(Excerpts from the book “The Ascent of Money. A financial history of the World”, by Niall Ferguson, Penguin Books, 2008, pp. 212-219.)

The most radical measures, howewer, would come from a Catholic University student who had opted to study at Harvard, not Chicago. What he had in mind was the most profound challenge to the welfare state in a generation. Thatcher and Reagan came later. The backlash against welfare started in Chile.

For Jose Piñera, just 24 when Pinochet seized power, the invitation to return to Chile from Harvard posed an agonizing dilemma. He had no illusions about the nature of Pinochet’s regime. Yet he also believed there was an opportunity to put into practice ideas that had been taking shape in his mind ever since his arrival in New England. The key, as he saw it, was not just to reduce inflation. It was also essential to foster that link between property rights and political rights which had been at the heart of the successful North American experiment with capitalist democracy.

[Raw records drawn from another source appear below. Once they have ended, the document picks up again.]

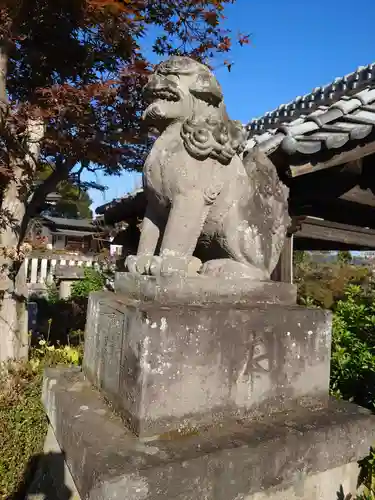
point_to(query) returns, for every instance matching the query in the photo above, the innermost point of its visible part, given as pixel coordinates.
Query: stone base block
(169, 367)
(306, 454)
(200, 290)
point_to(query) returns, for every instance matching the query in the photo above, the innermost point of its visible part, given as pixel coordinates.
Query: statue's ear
(207, 88)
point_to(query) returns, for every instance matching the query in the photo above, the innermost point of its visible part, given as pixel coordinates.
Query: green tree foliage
(344, 257)
(353, 347)
(323, 284)
(73, 201)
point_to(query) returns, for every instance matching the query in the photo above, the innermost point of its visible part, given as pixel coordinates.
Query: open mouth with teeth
(161, 93)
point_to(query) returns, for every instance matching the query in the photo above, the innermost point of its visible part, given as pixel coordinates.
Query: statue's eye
(173, 78)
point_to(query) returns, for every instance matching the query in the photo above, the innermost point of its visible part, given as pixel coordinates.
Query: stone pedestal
(217, 396)
(167, 367)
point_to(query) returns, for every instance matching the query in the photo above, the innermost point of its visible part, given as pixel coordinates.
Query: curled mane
(211, 137)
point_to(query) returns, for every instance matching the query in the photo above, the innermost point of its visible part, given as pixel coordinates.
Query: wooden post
(284, 269)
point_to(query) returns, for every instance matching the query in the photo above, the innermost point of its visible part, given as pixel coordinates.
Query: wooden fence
(40, 269)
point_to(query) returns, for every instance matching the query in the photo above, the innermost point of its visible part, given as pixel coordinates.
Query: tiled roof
(62, 221)
(327, 118)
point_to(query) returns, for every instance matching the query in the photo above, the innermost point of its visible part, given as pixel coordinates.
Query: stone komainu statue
(204, 203)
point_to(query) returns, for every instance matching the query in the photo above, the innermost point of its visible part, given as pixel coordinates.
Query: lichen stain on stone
(181, 433)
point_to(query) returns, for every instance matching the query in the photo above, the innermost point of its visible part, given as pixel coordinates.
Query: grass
(23, 425)
(23, 422)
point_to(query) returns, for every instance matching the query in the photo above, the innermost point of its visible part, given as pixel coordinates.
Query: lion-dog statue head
(184, 90)
(207, 210)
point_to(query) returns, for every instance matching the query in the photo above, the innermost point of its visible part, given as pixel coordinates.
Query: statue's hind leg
(242, 245)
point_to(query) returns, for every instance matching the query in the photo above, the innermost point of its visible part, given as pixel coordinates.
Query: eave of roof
(326, 119)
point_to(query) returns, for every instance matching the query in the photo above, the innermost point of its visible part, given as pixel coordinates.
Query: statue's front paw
(138, 264)
(168, 265)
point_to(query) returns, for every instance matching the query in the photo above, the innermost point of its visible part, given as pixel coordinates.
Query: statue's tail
(270, 200)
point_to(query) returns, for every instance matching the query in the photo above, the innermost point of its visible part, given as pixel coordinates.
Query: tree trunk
(13, 287)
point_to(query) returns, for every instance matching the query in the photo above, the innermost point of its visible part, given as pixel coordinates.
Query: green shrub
(353, 348)
(93, 281)
(23, 423)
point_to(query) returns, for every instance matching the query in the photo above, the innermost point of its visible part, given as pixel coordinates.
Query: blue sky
(297, 45)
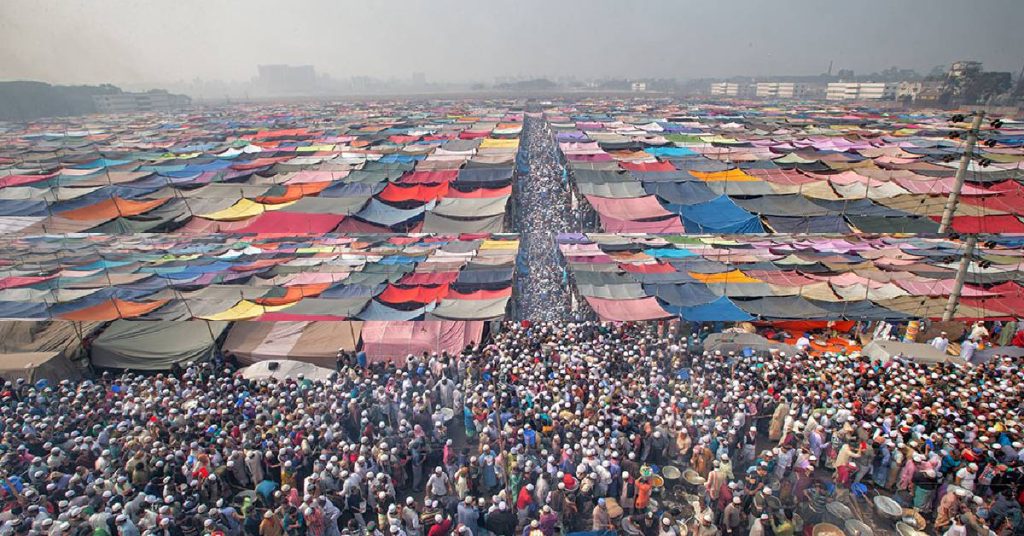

There was no surer way to do this, Piñera believed, than radically to overhaul the welfare state, beginning with the pay-as-you-go system of funding state pensions and other benefits. As he saw it: “What had begun as a system of large-scale insurance had simply become a system of taxation, with today’s contributions being used to pay today’s benefits, rather than to accumulate a fund for future use. This ‘pay-as-you-go’ approach had replaced the principle of thrift with the practice of entitlement ... [But this approach] is rooted in a false conception of how human beings behave. It destroys, at the individual level, the link between contributions and benefits. In other words, between effort and reward. Wherever that happens on a massive scale and for a long period of time, the final result is disaster .”

Between 1979 and 1981, as minister of labour (and later minister of mining), Piñera created a radically new pension system for Chile, offering every worker the chance to opt out of the state pension system. Instead of paying a payroll tax, they would put an equivalent amount (10 per cent of their wages) into an individual Personal Retirement Account, to be managed by private and competing companies known as Administradora de Fondos de Pensiones (AFPs)… By the end of 2006, around 7.7 million Chileans had a Personal Retirement Account; 2.7 million were also covered by private health schemes, under the so-called ISAPRE system, which allowed workers to opt out of the state health insurance system in favour of a private provider. It may not sound like it, but — along with the other Chicago-inspired reforms implemented under Pinochet — this represented as big a revolution as anything the Marxist Allende had planned back in 1973.

It is a sign of Chile’s success that the country’s pension reforms have been imitated all across the continent, and indeed around the world. Bolivia, El Salvador and Mexico copied the Chilean scheme to the letter. Peru and Colombia introduced private pen­sions as an alternative to the state system. Kazakhstan, too, has followed the Chilean example. Even British MPs have beaten a path from Westminster to Piñera’s door.

The irony is that the Chilean reform was far more radical than anything that has been attempted in the United States, the heartland of free market economics. Yet welfare reform is coming to North America, whether anyone wants it or not.